The mechanisms of action of β-blockers are diverse and not fully studied. Most likely, there are significant differences between the mechanisms of action of various agents. An important role is played by preventing cardiotoxic effects of catecholamines.

The following mechanisms are also considered:

1) Antihypertensive effect associated with a decrease in the performance of the heart, inhibiting the secretion of renin and angiotensin II, blocking the presynaptic α-adrenoreceptors, which stimulate the emission of norepinephrine in sympathetic nerve endings and reduce central vasomotor activity.

2) Anti-Hichke action. β-blockers reduce the consumption of oxygen myocardium by reducing the heart rate, the contractile ability of the heart muscle, systolic blood pressure. In addition, the elongation of diastole caused by a decrease in heart rate can increase myocardial perfusion.

3) Reducing the emission of renin and angiotensin II and the synthesis of aldosterone by blocking β 1-adrenoreceptors of YuCstaglomelar cells of the kidneys.

4) Improving the structure and function of LV due to a decrease in its size and increasing the emission fraction.

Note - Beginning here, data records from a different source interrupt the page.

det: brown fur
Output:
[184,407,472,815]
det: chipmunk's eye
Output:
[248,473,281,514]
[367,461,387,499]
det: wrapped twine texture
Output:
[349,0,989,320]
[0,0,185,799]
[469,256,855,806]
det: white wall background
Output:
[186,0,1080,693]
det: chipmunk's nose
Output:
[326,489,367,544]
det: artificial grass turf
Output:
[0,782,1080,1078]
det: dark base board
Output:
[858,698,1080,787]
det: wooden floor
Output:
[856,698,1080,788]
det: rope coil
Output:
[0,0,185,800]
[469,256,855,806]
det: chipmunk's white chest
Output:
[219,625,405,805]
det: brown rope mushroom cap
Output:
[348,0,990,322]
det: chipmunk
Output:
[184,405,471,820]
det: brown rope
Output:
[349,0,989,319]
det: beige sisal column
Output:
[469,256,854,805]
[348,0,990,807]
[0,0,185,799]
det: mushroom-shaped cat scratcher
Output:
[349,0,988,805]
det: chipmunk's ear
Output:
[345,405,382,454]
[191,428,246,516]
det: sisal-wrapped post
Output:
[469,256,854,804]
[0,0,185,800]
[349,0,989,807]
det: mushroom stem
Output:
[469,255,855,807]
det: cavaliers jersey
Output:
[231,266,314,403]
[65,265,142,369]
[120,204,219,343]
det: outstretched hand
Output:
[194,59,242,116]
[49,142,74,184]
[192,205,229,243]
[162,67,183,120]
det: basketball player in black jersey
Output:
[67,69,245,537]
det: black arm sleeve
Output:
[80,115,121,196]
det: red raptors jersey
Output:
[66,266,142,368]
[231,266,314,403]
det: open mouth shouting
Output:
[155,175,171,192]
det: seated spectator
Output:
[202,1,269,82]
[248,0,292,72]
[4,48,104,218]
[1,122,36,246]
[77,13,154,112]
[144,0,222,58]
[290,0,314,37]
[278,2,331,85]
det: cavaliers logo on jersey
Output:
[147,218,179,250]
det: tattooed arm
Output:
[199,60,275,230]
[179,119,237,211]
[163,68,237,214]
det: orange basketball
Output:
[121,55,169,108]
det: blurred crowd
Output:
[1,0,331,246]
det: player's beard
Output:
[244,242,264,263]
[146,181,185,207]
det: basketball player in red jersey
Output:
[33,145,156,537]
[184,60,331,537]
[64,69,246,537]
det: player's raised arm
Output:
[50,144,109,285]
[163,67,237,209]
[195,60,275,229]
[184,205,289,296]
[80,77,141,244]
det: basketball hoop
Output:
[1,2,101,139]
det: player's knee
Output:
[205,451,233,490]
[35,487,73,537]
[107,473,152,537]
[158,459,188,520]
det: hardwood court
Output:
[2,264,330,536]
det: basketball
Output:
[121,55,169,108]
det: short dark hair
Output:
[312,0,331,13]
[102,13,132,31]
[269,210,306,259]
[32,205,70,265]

β-blockers are able to improve the heart function, because they are:

a) reduce heart rate, diastolic volume and increase the coronary diastolic time of perfusion;

b) reduce the need of myocardium in oxygen;

c) increase myocardial energy by inhibiting catecholamine-induced emission of free fatty acids from adipose tissue;

d) stimulate β-adrenergic receptors;

e) reduce myocardial oxidative stress.

5) Antiarrhythmic effect, which is the result of direct heart electrophysiological effects (decrease in CCC, the oppression of the spontaneous activity of ectopic pacemaker cells, slowing down the conductivity and an increase in the refractory period of an atrioventricular node), a reduction in sympathetic regulation and myocardial ischemia, improve the barraflex function and preventing catecholamine-induced hypokalemia.

Other mechanisms of action include: inhibition of cardiac apoptosis, mediated by the activation of β-adrenergic pathways, inhibition of platelet aggregation, reduced mechanical stress, preventing the breaking of plaques, reacitization of β-adrenergic pathways and a change in myocardial gene expression.

Some β-blockers have antioxidative properties and inhibit the proliferation of smooth muscle cells of the vessels.

Interestingly, the use of β-blockers, and bisoprolol in particular, was associated with a favorable effect on inflammatory activity markers (tumor necrosis factor (TNF-α), its receptors, interleukins) in animals and in clinical studies.

Features of application in some clinical situations

In general, the β-blockers are moved well, but may also have serious side effects, especially when using large doses of drugs.

In patients with insulin-dependent diabetes (SD) of the 1st type, non-selective β-blockers suppress some important symptoms of hypoglycemia (tremor, tachycardia) associated with adrenergic conjunral activity; The remaining signs of hypoglycemia (for example, sweating) are saved. Therefore, the use of selective β-blockers is preferable, in any case for insulin-dependent patients.

In one of the works, it was demonstrated that the bisoprolol does not change the blood glucose level in patients with diabetes, and no correction of doses of hypoglycemic agents is required, which indicates its metabolic neutrality.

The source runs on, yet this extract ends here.